Simultaneous quantification of imatinib and CGP74588 in human plasma by liquid chromatography-time of flight mass spectrometry (LC-TOF-MS)
Abstract
Imatinib mesylate is widely used for the treatment of different types of cancer, such as chronic myelogenous leukemia and gastrointestinal stromal tumors. It is a tyrosine kinase inhibitor that binds to the active site of the enzyme inhibiting it. In clinical toxicology, a fast and sensitive quantification method for monitoring the imatinib concentration in blood can be very useful for personalized treatments. The aim of this study was to propose an alternative novel analytical method (LC-TOF-MS) for the quantification of intracellular imatinib and its main metabolite in human plasma. The method is simple and fast.

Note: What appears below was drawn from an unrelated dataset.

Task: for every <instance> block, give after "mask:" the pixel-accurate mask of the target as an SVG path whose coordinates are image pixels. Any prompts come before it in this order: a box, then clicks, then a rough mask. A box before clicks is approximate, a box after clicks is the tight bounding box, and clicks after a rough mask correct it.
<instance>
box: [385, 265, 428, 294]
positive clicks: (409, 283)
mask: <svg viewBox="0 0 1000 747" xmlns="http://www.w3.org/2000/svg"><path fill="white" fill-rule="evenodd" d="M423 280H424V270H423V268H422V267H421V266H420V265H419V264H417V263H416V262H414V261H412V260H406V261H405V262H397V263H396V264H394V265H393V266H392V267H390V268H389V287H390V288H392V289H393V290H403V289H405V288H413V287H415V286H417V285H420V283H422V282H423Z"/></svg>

It has sufficient sensitivity for the quantification of imatinib and its main metabolite CGP74588 in a smaller volume of plasma. The linearity of the method was evaluated over the range of concentrations (0.02–5 μg mL−1) of imatinib and CGP74588 in human plasma. The correlation coefficients (r2) were close to 1 for both analytes. The limit of quantification was 0.02 μg mL−1 for both imatinib and CGP74588. A number of (>50) chronic myelogenous leukemia patient plasma samples have been analyzed by this method obtaining values ranging from 0.19–4.53 and 0.03–0.84 μg mL−1 for imatinib and CGP74588, respectively. This novel method allows a specific, sensitive and reliable simultaneous determination of intracellular imatinib and CGP74588 in a single chromatographic run, which is suitable for routine clinical practice.